Performance & correctness hardening: network generation + ODE/SSA/PSA/PLA simulators by akutuva21 · Pull Request #121 · RuleWorld/bngplayground

akutuva21 · 2026-06-09T21:02:26Z

Performance & correctness hardening: network generation + ODE/SSA/PSA/PLA simulators

Summary

This PR optimizes the hot paths in rule-based network generation and the deterministic/stochastic simulators (ODE, SSA, PSA, PLA), and fixes two latent correctness bugs that the optimizations exposed. The engine is now substantially faster on large models while producing bit-identical results, with the one exception being intentional correctness fixes to canonicalization for very large or self-bonded species. NFsim is untouched and out of scope.

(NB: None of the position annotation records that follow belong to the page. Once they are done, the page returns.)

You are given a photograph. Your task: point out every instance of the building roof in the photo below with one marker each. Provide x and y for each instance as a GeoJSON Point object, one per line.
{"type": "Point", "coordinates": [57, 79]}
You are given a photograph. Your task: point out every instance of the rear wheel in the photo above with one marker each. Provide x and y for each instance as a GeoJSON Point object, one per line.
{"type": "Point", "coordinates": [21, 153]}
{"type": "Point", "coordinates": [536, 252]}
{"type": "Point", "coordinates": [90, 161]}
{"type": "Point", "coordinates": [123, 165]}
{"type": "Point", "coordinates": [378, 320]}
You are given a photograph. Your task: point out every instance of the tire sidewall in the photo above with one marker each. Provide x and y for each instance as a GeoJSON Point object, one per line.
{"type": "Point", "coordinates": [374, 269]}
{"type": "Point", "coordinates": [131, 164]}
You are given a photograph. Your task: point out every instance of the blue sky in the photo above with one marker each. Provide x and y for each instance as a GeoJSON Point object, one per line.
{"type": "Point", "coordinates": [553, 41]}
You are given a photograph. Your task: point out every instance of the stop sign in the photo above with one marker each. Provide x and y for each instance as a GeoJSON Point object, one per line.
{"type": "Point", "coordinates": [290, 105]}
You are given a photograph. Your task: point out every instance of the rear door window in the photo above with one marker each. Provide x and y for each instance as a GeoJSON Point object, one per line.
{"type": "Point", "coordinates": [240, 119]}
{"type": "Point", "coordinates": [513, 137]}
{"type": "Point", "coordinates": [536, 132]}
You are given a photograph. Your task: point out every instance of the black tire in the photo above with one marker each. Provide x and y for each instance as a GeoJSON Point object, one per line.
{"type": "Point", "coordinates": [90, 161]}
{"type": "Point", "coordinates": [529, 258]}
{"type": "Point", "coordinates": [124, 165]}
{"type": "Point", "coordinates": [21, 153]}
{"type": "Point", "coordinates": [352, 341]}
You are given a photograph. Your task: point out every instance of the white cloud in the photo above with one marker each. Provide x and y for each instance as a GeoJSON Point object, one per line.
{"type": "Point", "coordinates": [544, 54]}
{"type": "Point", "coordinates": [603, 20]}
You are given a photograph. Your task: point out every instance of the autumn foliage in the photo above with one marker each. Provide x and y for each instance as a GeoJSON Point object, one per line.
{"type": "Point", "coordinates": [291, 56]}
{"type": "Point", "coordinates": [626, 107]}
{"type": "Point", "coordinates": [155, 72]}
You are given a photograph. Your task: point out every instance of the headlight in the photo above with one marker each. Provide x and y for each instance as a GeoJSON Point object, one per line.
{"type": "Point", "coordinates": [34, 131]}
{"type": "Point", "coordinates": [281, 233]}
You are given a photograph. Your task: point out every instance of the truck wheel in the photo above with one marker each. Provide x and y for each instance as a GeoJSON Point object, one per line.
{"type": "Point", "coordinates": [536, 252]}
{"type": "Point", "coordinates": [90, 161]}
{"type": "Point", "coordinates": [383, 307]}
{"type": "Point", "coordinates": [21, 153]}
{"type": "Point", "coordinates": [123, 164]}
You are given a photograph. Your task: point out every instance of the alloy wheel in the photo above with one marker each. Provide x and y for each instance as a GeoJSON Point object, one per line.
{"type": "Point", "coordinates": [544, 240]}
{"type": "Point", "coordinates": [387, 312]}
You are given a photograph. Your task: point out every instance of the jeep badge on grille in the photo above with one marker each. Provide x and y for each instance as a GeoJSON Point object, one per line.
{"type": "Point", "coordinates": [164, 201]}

The work is split into 8 commits. Two of them (4→5 and 6→7) are correctness-fix pairs where the second commit repairs a bug introduced by the first — if this series is rebased or cherry-picked rather than squashed, the fix commits must travel with their predecessors (see Correctness fixes).

What's in this PR

#	Commit	Area
1	Remove obsolete TODOs / KNOWN LIMITATIONS in `BoundedVerifier.ts` (#570)	code health
2	Network-gen + solver optimizations (14 changes)	perf
3	VF2 matcher: Int32Array cores, neighbor cache, direct field assignment, Fenwick highBit	perf
4	Round-3 matcher: component bitmask cache, precomputed order, MCV skip, cache-first lookup, ridx keys	perf
5	fix: bitmask overflow guard (>31 components) + 3 supporting fixes	correctness
6	Flat bond list, integer WL refinement, influence-matrix OOM guard	perf
7	fix: WL integer overflow, O(M·E) regression, self-bond half-edge	correctness
8	O(V)→O(referenced) copy in functional-rate bytecode evaluator	perf

Files touched (engine only): graph/NetworkGenerator.ts, graph/core/Matcher.ts, graph/core/SpeciesGraph.ts, graph/core/Canonical.ts, simulation/SimulationLoop.ts, simulation/PSASimulator.ts, simulation/PLASimulator.ts, simulation/ExpressionEvaluator.ts, multiscale/MultiscaleSimulation.ts, utils/fenwickTree.ts (new), verification/BoundedVerifier.ts, and tests/nauty-canonicalization.spec.ts (regression tests).

Correctness fixes

These are the parts a reviewer should read closely. Everything else is performance-only and behavior-preserving.

C-1 — WL integer-encoding overflow (P0, silent species mis-dedup) — commit 7 fixes commit 6

Commit 6 sped up Weisfeiler-Leman color refinement in Canonical.ts by replacing per-edge string signatures with a packed integer: (compNameId << 20) | (partnerNameId << 10) | prevColor. The 10-bit color field overflows when a color rank reaches 1024 — i.e. for any species with ≥1024 molecules — spilling into the partner-name field, corrupting the refinement signature, and producing a wrong canonical label. Because canonical labels drive species identity, two non-isomorphic species could receive the same label and be silently merged during network generation — a wrong network with no error raised.

Commit 7 replaces the shift-based packing with a multiplication-based encoding sized to the actual data: (compNameId * numNames + partnerNameId) * colorRange + prevColor, where colorRange = numMols. This runs in full IEEE-754 integer precision (max value ≈ numNames² · numMols, far under 2⁵³ for any model that fits in memory) and is injective on the same (localName, partnerName, partnerColor) triple the original string key encoded — so it produces the identical refinement partition and canonical labeling as the pre-optimization baseline, just faster.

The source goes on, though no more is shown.